But Alan Moore has created plenty of characters (probably more then any other creator working in modern comics).


I love Watchmen, League (the first volume anyway) and Tom Strong as much as the next guy but I wouldn't say Moore creates characters so much as he does riffs on existing concepts. Tom Strong is Doc Savage with some Tarzan thrown in, the League and Watchmen are Moore taking existing characters as a starting point and adding his spin. I'd probably call Promethea his most original creation but even she has a strong Captain Marvel element. Like I said, I'm a fan of Moore's stuff (at least, the three works I mentioned.) But in my mind he essentially writes fan fiction rather than creating original concepts and he really, really needs to learn to relax.

Frank Miller created, from whole cloth, all the characters in his Sin City milieu, as well as Martha Washington and The Big Guy. Mike Mignola created Hellboy and the BPRD which encompass a slew of original concepts.
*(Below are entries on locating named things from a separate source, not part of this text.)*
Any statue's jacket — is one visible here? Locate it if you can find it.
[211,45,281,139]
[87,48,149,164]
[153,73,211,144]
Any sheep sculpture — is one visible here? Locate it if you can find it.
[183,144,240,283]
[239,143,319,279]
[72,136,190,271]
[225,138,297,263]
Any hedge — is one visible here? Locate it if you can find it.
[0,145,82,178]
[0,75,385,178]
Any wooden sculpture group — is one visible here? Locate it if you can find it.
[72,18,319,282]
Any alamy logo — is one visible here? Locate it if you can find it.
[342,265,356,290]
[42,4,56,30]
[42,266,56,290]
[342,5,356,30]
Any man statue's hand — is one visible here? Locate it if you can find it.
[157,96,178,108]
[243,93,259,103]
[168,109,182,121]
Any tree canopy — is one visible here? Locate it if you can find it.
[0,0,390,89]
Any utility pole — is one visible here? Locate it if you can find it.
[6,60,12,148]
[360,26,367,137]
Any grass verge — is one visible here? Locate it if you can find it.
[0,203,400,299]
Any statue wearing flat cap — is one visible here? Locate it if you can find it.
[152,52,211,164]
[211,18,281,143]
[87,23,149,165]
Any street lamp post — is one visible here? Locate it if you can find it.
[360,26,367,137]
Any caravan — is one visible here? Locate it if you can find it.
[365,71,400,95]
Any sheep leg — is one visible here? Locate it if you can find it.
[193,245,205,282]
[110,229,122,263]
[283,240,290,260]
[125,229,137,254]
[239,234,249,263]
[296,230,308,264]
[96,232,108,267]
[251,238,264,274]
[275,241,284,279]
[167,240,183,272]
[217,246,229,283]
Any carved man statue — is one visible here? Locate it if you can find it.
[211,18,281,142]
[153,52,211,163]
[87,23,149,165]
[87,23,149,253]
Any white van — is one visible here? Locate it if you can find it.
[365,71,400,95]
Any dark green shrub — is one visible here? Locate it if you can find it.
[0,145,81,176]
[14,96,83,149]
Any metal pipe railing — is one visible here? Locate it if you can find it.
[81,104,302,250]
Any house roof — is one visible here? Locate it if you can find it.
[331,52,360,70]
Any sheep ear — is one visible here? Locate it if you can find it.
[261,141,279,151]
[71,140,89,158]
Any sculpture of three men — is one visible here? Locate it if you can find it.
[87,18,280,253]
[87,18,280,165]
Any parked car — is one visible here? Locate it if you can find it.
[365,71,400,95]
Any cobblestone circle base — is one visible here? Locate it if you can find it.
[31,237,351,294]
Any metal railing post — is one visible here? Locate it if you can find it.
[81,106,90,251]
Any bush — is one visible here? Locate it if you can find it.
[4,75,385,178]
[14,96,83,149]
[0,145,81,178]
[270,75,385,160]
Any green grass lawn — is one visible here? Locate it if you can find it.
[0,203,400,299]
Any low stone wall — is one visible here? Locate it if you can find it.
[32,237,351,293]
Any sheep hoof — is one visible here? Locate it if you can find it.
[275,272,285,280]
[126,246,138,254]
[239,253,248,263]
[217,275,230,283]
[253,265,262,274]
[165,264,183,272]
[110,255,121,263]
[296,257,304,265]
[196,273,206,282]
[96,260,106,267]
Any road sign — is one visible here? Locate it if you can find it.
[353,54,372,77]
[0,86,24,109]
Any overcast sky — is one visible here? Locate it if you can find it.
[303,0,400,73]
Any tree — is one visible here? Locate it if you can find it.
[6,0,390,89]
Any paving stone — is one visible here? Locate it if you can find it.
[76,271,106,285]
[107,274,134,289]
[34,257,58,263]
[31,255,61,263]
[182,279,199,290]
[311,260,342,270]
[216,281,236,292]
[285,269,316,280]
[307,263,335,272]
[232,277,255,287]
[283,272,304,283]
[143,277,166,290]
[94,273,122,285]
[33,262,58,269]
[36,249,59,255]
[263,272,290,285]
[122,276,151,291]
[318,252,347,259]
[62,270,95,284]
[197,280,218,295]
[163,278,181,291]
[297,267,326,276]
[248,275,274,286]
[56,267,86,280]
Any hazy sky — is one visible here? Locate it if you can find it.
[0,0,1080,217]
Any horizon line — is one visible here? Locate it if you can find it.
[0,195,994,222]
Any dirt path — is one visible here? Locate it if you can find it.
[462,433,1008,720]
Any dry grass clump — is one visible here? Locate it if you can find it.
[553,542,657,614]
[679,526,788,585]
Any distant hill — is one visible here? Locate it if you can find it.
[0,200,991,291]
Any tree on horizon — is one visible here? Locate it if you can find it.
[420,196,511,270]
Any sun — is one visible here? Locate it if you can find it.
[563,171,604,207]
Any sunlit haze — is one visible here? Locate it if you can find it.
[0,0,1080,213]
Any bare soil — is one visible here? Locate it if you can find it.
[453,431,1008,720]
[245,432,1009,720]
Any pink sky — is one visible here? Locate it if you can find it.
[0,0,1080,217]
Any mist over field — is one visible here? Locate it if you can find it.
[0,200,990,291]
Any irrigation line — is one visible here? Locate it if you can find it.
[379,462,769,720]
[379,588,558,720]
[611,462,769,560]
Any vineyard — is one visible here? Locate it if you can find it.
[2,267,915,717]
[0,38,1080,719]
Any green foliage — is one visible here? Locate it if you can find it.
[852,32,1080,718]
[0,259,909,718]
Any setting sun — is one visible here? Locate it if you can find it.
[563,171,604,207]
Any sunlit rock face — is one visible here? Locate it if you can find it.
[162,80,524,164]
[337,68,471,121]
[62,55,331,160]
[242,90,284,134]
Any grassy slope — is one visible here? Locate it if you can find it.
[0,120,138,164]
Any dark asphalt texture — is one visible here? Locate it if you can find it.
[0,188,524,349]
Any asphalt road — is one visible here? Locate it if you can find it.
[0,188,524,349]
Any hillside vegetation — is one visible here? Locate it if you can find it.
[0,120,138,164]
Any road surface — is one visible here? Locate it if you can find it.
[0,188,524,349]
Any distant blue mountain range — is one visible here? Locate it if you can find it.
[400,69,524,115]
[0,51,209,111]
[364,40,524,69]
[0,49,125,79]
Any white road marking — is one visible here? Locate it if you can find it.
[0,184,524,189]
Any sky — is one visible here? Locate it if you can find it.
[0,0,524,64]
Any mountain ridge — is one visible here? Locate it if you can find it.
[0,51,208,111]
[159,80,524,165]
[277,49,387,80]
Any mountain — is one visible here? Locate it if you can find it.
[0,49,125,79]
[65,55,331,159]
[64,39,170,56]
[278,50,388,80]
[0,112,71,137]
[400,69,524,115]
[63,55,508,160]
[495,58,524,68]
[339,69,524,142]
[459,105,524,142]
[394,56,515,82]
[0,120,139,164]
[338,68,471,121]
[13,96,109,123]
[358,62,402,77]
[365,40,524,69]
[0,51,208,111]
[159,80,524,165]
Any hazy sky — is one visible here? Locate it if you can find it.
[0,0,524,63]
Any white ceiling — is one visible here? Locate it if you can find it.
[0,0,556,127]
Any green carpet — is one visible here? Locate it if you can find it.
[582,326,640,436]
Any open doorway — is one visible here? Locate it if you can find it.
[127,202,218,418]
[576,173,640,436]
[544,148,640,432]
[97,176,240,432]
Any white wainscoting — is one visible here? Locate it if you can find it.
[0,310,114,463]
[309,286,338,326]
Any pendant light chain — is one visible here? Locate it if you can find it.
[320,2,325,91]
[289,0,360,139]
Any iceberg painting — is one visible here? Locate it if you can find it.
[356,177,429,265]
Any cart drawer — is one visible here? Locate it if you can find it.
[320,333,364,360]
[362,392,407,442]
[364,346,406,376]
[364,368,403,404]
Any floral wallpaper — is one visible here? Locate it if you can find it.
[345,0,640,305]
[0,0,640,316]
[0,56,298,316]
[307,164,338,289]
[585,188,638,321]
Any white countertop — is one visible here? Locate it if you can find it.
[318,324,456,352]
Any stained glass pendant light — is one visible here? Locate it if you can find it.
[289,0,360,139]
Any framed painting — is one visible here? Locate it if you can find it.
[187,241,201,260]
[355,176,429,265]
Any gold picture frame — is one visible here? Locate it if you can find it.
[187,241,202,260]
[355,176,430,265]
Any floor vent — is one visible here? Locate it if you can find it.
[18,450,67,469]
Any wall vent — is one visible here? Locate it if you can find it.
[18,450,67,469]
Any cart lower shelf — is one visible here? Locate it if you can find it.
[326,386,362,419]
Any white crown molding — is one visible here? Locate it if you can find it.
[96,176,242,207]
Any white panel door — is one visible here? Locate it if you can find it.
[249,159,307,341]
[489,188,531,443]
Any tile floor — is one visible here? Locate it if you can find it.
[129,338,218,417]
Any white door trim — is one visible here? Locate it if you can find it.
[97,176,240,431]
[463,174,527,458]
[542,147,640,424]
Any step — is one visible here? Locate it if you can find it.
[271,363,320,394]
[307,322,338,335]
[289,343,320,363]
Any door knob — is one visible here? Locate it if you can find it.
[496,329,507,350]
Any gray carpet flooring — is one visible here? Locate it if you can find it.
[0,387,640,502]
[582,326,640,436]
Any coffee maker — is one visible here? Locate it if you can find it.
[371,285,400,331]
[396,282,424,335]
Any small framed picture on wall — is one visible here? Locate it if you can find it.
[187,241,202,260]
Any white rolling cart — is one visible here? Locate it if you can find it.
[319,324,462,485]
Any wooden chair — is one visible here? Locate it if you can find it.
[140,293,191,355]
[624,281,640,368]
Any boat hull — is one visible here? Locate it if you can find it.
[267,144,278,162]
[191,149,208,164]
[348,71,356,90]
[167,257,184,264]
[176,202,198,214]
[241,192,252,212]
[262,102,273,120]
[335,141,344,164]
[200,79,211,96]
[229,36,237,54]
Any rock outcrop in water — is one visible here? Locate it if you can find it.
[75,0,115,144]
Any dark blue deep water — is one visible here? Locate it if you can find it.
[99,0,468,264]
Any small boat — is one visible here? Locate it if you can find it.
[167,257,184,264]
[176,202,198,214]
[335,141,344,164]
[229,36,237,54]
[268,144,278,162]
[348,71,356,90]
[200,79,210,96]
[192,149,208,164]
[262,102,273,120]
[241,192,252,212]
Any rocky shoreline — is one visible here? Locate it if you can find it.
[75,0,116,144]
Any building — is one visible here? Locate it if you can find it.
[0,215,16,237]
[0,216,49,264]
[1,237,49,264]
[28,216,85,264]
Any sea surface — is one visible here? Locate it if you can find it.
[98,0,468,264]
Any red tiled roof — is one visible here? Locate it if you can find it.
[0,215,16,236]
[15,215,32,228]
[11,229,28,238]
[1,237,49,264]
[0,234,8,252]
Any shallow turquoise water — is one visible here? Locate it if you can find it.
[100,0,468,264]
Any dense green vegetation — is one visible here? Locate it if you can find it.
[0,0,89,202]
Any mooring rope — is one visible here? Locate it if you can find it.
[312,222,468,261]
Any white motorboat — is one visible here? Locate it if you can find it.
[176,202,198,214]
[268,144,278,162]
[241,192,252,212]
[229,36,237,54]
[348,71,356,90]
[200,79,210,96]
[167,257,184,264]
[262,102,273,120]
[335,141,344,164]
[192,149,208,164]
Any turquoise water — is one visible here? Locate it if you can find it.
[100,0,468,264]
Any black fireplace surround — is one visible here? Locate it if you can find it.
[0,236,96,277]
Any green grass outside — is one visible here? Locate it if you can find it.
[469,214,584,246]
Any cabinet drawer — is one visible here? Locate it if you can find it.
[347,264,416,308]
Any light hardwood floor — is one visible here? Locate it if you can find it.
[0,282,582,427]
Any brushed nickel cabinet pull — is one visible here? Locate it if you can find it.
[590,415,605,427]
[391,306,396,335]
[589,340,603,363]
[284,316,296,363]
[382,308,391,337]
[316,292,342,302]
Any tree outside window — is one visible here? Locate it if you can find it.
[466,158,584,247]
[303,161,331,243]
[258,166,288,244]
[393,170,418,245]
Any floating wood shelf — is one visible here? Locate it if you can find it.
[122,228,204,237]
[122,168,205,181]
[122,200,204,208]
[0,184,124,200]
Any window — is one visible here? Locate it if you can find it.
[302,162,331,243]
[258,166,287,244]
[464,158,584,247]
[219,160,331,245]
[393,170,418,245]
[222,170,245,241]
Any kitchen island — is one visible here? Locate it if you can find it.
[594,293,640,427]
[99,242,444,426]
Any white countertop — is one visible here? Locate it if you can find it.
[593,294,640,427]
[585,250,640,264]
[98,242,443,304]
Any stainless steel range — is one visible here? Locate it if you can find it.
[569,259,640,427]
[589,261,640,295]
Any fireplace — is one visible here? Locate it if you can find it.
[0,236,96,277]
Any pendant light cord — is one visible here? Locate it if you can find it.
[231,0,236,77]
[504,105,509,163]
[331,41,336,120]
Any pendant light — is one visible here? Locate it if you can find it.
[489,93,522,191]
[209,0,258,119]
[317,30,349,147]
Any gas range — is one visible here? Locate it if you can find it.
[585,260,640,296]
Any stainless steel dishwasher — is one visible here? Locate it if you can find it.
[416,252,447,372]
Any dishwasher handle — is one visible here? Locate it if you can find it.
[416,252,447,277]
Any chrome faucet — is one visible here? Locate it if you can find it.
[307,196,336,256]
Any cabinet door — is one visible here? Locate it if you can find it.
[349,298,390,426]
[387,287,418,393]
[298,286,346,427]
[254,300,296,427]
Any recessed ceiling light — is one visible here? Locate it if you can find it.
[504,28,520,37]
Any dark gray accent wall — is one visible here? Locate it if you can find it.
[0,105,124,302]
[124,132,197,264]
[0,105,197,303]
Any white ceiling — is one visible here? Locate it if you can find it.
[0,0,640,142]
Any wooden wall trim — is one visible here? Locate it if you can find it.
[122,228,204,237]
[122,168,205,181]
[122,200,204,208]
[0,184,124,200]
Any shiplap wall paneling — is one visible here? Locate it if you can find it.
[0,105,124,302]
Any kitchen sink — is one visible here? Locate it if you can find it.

As far as creating goes (and by the way, I can't believe you think "1963" represents Moore "creating" something, as it's a pretty straight-up homage to 60's Marvel) Moore isn't in their league. He likes taking other people's concepts and playing with them: HP Lovecraft, HG Wells, Edgar Rice Burroughs, Robert Louis Stevenson, Bram Stoker, whoever. (For another fun mashup of Moore's literary idols, look no further than the backup story in the first League book; you have a Lovecraft character and a Burroughs character being part of the same family, and hanging out with Allan Quatermain.) Moore's work is fun, and often great. But it's mostly fan fiction, and the fact that Moore is so damned prickly about it is often irksome. Maybe the ghost of Bram Stoker is somewhere out there screaming impotently about what Moore did to his poor Mina Harker.